3.10.16

Do amor


Não querendo ser feita de salitre virei pluma, e como pluma voei, e voando abracei o vento, e já nem me importava o rumo. Eu diria que amei com o braços desde o dia em que nasci. E ainda assim, talvez os meus braços sejam a única parte do meu corpo que não me parece cansada. Abracei o silêncio, abracei a dor, abracei também o que me causava a dor. À noite, antes de dormir, abraçava a mim. Eu diria que o meu abraço é, antes de um abraço, um pedido. Um pedido de abraço. E que eu ofereço o meu pedido.

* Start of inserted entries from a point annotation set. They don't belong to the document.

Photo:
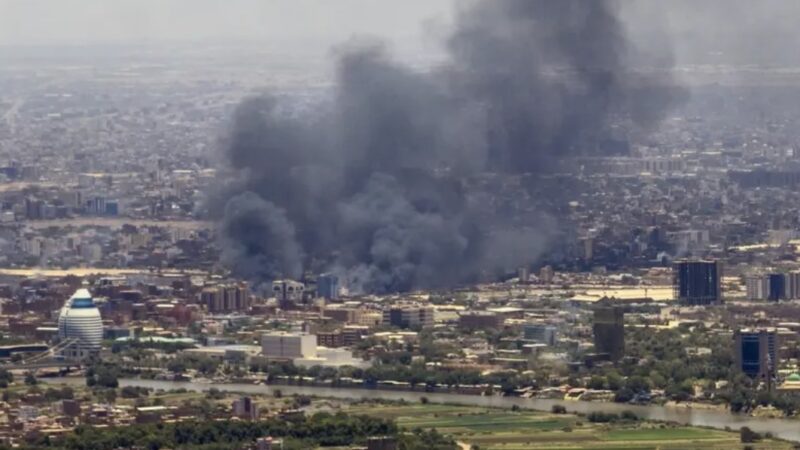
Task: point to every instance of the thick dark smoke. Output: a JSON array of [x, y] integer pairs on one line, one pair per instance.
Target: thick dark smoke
[[376, 184]]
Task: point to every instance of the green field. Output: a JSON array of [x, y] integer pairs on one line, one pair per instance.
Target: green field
[[497, 429]]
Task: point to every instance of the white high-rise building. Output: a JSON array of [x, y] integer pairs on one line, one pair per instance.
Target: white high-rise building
[[80, 320]]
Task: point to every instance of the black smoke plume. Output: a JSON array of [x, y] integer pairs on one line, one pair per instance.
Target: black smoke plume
[[375, 184]]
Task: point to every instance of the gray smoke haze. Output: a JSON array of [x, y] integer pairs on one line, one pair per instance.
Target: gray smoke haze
[[375, 184]]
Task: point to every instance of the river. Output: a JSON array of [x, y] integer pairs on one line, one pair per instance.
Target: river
[[788, 429]]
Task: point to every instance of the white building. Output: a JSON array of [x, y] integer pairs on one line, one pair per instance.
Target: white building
[[288, 290], [332, 357], [289, 345], [80, 320]]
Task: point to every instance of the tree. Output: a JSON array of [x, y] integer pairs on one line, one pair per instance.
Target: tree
[[30, 379], [596, 382], [748, 436], [176, 366]]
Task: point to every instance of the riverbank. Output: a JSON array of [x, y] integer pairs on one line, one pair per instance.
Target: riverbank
[[781, 428]]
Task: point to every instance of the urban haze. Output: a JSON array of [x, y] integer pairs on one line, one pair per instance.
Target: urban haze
[[385, 225]]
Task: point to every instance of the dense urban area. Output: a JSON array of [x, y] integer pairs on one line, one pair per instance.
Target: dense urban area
[[659, 306]]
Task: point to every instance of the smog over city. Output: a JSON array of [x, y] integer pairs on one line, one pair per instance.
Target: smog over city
[[373, 183], [399, 225]]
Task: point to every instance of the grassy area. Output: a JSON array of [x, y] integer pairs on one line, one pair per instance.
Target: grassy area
[[497, 429]]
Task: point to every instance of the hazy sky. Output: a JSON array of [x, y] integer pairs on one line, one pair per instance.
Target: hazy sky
[[759, 30], [91, 21]]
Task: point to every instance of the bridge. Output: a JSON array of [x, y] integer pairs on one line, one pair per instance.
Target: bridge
[[50, 358]]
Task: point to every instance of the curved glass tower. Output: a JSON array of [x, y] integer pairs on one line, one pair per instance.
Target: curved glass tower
[[80, 321]]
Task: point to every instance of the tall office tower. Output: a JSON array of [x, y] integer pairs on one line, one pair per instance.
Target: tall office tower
[[328, 286], [80, 322], [288, 292], [609, 331], [523, 275], [757, 287], [698, 282], [756, 353], [226, 298], [777, 287], [793, 285], [409, 316]]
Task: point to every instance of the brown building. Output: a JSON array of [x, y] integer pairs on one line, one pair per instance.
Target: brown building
[[226, 298], [609, 331], [480, 320], [332, 339]]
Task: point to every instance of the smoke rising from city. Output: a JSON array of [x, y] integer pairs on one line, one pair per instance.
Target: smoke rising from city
[[374, 185]]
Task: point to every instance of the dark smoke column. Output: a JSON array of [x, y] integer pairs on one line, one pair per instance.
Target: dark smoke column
[[376, 185]]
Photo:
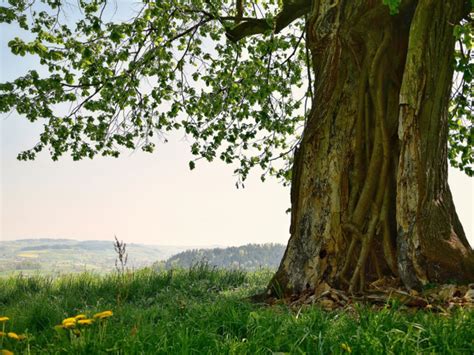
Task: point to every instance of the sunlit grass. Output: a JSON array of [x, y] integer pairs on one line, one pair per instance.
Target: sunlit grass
[[203, 310]]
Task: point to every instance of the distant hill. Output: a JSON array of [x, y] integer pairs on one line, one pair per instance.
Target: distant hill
[[59, 256], [247, 257]]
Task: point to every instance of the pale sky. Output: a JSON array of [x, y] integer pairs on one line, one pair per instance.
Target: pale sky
[[143, 198]]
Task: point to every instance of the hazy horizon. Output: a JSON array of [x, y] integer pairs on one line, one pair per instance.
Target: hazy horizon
[[142, 198]]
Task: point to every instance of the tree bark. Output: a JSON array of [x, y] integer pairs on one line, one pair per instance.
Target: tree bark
[[369, 184]]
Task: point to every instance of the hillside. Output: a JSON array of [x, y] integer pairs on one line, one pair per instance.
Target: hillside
[[248, 257], [60, 256]]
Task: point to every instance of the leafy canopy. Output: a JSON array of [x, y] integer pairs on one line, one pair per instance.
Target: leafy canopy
[[189, 65]]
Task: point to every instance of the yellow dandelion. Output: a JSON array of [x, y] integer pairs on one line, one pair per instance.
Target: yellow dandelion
[[69, 320], [346, 347], [103, 315], [12, 335], [85, 321]]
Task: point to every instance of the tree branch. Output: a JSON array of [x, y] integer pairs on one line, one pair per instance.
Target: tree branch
[[289, 13]]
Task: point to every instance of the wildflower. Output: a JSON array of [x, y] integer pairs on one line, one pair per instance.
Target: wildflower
[[346, 347], [12, 335], [69, 325], [103, 315], [85, 321], [69, 320]]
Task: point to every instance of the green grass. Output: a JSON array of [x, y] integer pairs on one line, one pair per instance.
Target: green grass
[[202, 310]]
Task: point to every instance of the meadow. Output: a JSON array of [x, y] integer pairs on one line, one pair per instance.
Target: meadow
[[203, 310]]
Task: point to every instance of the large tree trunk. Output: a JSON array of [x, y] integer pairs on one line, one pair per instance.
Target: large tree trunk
[[369, 193]]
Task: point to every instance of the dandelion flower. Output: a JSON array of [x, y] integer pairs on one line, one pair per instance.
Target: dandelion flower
[[85, 321], [69, 320], [103, 315], [12, 335]]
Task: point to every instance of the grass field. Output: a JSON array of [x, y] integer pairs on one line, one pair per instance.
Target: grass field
[[202, 311]]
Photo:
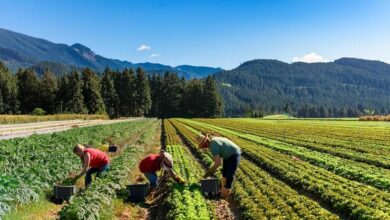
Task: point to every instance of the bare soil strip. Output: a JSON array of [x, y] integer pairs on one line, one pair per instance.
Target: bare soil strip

E que o meu pedido não se cansa, não se basta, não se contém. Acredito ainda que o meu pedido nunca será satisfeito por completo, ele seguirá pedindo, até que já não tenha braços. Ele é bem maior do que ele mesmo. Eu diria que me perdi, por vezes, nos desejos do outro, nos prazeres do outro, no que o outro queria de mim. Então eu experimentava a sensação de ser algo, algo que faziam de mim. E fazia do sentido do outro o meu sentido, porque não tinha um sentido próprio, e fazia da certeza do outro a minha certeza, porque nunca fui capaz de tê-la. Até que um dia eu quis a mim mesma, mesmo sem sentido algum. Eu queria tudo o que eu não era como uma possibilidade infinita de existir. Eu havia descoberto a vida. Senti-me então subtraída pelo que dera como se fosse um roubo. Eu diria que não encontrei o amor, mas o reconheci. Ele estava comigo o tempo inteiro. E quando o reconheci eu tive medo, não dele, mas do que eu podia ter feito com ele quando não o reconhecia. Houve também o ensaio de um sentimento de culpa, do qual logo absolvi-me por completo. Foi então que eu descobri o quanto o amor é sábio, que ainda não reconhecido vive, e só se manifesta plenamente quando não adulterado. Que ele não gosta das apropriações, elas ferem a sua natureza. E que ainda não se manifestando plenamente, como uma presença generosa e discreta, ele não dá bom dia, ele entra e fica. E permanece lá, potencialmente pleno, pedindo para ser reconhecido. Eu diria que reconhecê-lo me salvou a vida.